New direction for nonprofit
For those charged with awakening the artistic spirit of the developmentally disabled, a walk through the Neighborhood Center of the Arts Wednesday to see paint flowing from a client’s fingers or fabric sprouting from a workstation tells the evolving tale of a success story.
It is here where a sheet of artist’s paper burns with color, or a simple strand of costume jewelry becomes a personal triumph.
It’s a vision that has been 20 years in the making for the Center of the Arts, a nonprofit that survives despite dwindling resources from the state and a small but loyal following of benefactors intent on providing a creative outlet for a special segment of the county’s population.
It’s a vision also shared by the nonprofit’s new executive director, Glen Baird, an Australian native who aims to find new avenues for his clients to showcase their craft while boosting their financial fortunes on a national stage.
“This is where they spend their working life, their social life,” Baird said. “To be able to interact with their peers is very important.”
“It’s more than therapy,” said Ellen Persa, the nonprofit’s previous executive director who steered the group for 2 1/2 years. “It’s a creative outlet for their talents.”

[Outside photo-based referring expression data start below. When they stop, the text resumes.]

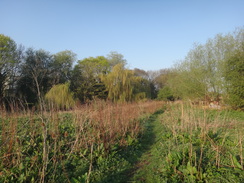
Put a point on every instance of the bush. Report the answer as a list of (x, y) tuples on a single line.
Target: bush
[(165, 94), (60, 96)]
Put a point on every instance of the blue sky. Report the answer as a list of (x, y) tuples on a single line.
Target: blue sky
[(151, 34)]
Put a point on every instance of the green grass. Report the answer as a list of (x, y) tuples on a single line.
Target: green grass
[(185, 150), (177, 144)]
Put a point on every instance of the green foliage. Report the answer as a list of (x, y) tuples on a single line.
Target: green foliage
[(165, 94), (60, 96), (35, 78), (234, 76), (9, 60), (121, 83), (85, 82), (62, 66), (201, 74)]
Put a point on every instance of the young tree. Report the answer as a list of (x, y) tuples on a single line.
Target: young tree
[(120, 83), (60, 97), (35, 78), (62, 66), (115, 58), (86, 82), (10, 57), (234, 77)]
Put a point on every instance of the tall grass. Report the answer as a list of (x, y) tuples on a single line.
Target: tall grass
[(58, 146), (202, 145)]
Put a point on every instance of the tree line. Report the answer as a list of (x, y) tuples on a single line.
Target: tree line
[(213, 71), (34, 77), (210, 72)]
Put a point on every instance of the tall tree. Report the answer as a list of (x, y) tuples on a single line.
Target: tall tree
[(115, 58), (35, 78), (234, 77), (120, 83), (62, 66), (86, 82), (10, 57)]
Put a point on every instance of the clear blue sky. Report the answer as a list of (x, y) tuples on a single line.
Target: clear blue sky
[(151, 34)]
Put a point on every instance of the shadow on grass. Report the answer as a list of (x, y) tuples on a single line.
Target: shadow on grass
[(133, 153)]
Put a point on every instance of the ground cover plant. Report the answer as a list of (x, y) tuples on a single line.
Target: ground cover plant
[(81, 145), (194, 145)]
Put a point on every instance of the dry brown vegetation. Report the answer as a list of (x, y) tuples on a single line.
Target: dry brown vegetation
[(34, 144)]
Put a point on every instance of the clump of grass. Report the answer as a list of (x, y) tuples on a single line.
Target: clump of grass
[(58, 146), (202, 145)]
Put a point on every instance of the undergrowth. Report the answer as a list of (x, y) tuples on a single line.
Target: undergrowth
[(83, 145), (195, 145)]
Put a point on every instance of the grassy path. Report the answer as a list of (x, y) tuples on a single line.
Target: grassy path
[(146, 167)]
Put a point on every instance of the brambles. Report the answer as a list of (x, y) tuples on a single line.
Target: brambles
[(72, 146), (196, 145)]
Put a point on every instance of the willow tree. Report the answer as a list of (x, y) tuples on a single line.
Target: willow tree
[(59, 96), (120, 83)]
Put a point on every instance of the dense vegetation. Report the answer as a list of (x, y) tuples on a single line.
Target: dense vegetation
[(194, 145), (94, 120), (210, 72), (84, 145)]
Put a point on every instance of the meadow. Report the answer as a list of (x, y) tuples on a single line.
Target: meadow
[(130, 142)]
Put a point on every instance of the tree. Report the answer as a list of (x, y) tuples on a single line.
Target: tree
[(86, 82), (200, 75), (115, 58), (234, 77), (145, 85), (10, 57), (165, 94), (120, 83), (60, 97), (35, 78), (62, 66)]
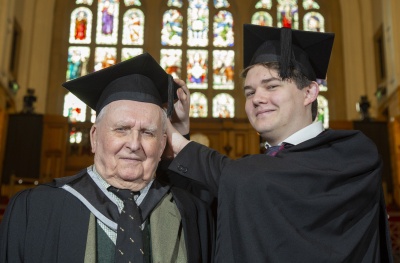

Like his predecessors, Baird is charged with the dual roles of finding more money to support the instructors and a counselor at the Neighborhood Center of the Arts while promoting the work of his clients on a regional, even national scale to boost their profile and the nonprofit’s bottom line.
To that end, Baird, the product of three generations of Australian coal miners, is ready to put his experience to good use.
Before coming to Nevada County, Baird worked as chief fund-raiser for a San Francisco-based nonprofit specializing in the same types of services provided by the Neighborhood Center of the Arts.
While working in San Francisco’s Mission and Potrero Hill neighborhoods, Baird was able to use the sales of client artwork to help reduce by 30 percent the nonprofit’s dependence on money from the state of California. More than 90 percent of the Neighborhood Center of the Arts $800,000 yearly budget comes from the state.
Works from clients at the Neighborhood Center have been shown locally in schools, at the Rood Center and sold at the Nevada County Fair.
Soon, Baird hopes to display the talents of the clients on a nationwide scale.
In January, Baird plans to exhibit some of the clients’ artwork at a Hospital Audiences Inc. art show on New York City’s Broadway. The New York-based nonprofit arts organization provides access to the arts for those with mental and physical disabilities.
In Baird’s view, the possibility of greatness for the Nevada County clients, whose dreams are created daily during increasingly uncertain financial times, is real.
“Part of my vision is to make clear how increasingly dependent we will become on outside sources of income,” he said. “We can’t rely on the state for everything we need.”